Müller: Deshalb bin ich auch für ein klar reguliertes und vor allem jugendschützendes Abgabesystem – mit staatlichem Anbau und Qualitätssicherung, Verkauf nur durch zugelassene und nachweislich seriöse Gewerbebetriebe, Verbot jeglicher Werbung und selbstverständlich keinerlei Abgabe an Minderjährige.

"Gerichte lehnen Strafe teils wegen übergesetzlichen Notstandes ab"

LTO: Ein reguliertes Abgabesystem gibt es auch heute schon – auf ärztliche Verschreibung können Bedürftige Cannabis beziehen.

Müller: Nach einem Erlaubnisverfahren, das sich über mehrere Jahre ziehen kann, und zum Preis von etwa 400 bis 800 Euro monatlich ohne Übernahme durch die Krankenkassen, und bisher nur für etwa 500 Personen. Psychopharmaka jeder Art und mit oftmals schwereren Nebenwirkungen kriegen Sie derweil ohne größere Umstände. Das derzeitige Abgabesystem für Cannabis ist ein Skandal, der kranke Menschen durch übermäßige Bürokratie und überzogene Preise in die Illegalität treibt. Es ist so unzumutbar, dass inzwischen mehrere Strafgerichte Angeklagte freigesprochen haben, die unerlaubterweise zum medizinischen Eigenbedarf Cannabispflanzen angebaut haben – wegen übergesetzlichen Notstandes.

LTO: Löst da die Justiz, was die Politik versäumt?

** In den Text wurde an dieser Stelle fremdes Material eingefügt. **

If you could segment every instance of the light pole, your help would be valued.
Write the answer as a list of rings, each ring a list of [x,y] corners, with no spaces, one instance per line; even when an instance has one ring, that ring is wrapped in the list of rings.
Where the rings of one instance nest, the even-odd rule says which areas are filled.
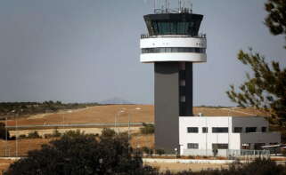
[[[6,147],[5,147],[5,155],[7,155],[7,148],[8,148],[8,132],[7,132],[7,116],[6,116],[6,121],[5,121],[5,139],[6,139]]]
[[[135,111],[135,110],[141,110],[141,108],[136,107],[136,108],[131,109],[130,111]],[[131,115],[130,115],[130,113],[128,112],[128,140],[130,139],[130,120],[131,120]]]
[[[17,117],[15,118],[16,120],[16,157],[18,157],[18,117],[19,115],[18,113],[16,114]]]
[[[117,126],[117,123],[118,123],[118,117],[120,113],[124,113],[125,112],[125,108],[121,108],[118,112],[116,113],[115,116],[114,116],[114,127],[115,127],[115,130],[118,131],[118,132],[119,132],[118,131],[118,127]]]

Müller: Ja und nein. Viele Strafrichter schöpfen, so wie ich, den Strafrahmen bei Cannabisdelikten nach unten hin aus, und viele Staatsanwälte stellen ohnehin gleich ein, weil auch die Besseres zu tun haben. Andererseits gibt es Kollegen, die jahrzehntelang hart gegen Betäubungsmittel-Straftäter geurteilt haben, und sich jetzt nicht eingestehen können oder wollen, dass sie viele Menschen kriminalisiert haben, die das eigentlich nicht verdienten – also kriminalisieren sie eben weiter..

Am Ende muss die Antwort aber von der Politik und nicht von der Justiz kommen. Das Bundesverfassungsgericht hat dem Gesetzgeber vor 22 Jahren einen weiten Beurteilungsspielraum bei der Behandlung von Cannabis eingeräumt, meine eigenen Vorlagebeschluss gegen das Verbot hat es vor 13 Jahren nicht zur Entscheidung angenommen, und ich denke, dass eine weitere Vorlage auch heute erfolglos bleiben würde. Andererseits glaube ich aber, dass wir in nicht allzu ferner Zukunft ein Umdenken des Gesetzgebers erleben werden.

"An der CDU wird die Legalisierung nicht scheitern"

LTO: Mit der CDU als stärkster Partei?

Müller: An ihr wird es nicht scheitern. In den letzten Jahren hat sich vor allem die SPD gegen eine Legalisierung gesträubt, die CDU hat sich für das Thema bloß einfach nicht interessiert. Inzwischen äußern aber auch Haushaltpolitiker der CDU, dass es doch besser wäre, mit legalem Verkauf Steuereinnahmen zu generieren, statt mit wirkungsloser Strafverfolgung Unsummen zu verschwenden.

Die Öffentlichkeit ist da ohnehin viel weiter: Seit dem Umdenken in den USA berichten hierzulande selbst konservative Medien wohlwollend über das Anliegen der Legalisierung, eminente Strafrechtler rufen Petitionen dafür ins Leben, und gerade unter jüngeren Leuten ist das Meinungsbild ziemlich eindeutig. Politische Veränderungsprozesse brauchen ihre Zeit. Ich glaube aber, dieser ist bald an seinem Ende angelangt.

Andreas Müller ist Jugendrichter in Bernau bei Berlin. Sein Buch "Kiffen und Kriminalität" erscheint am 11. September im Herder Verlag.

Das Interview führte Constantin Baron van Lijnden.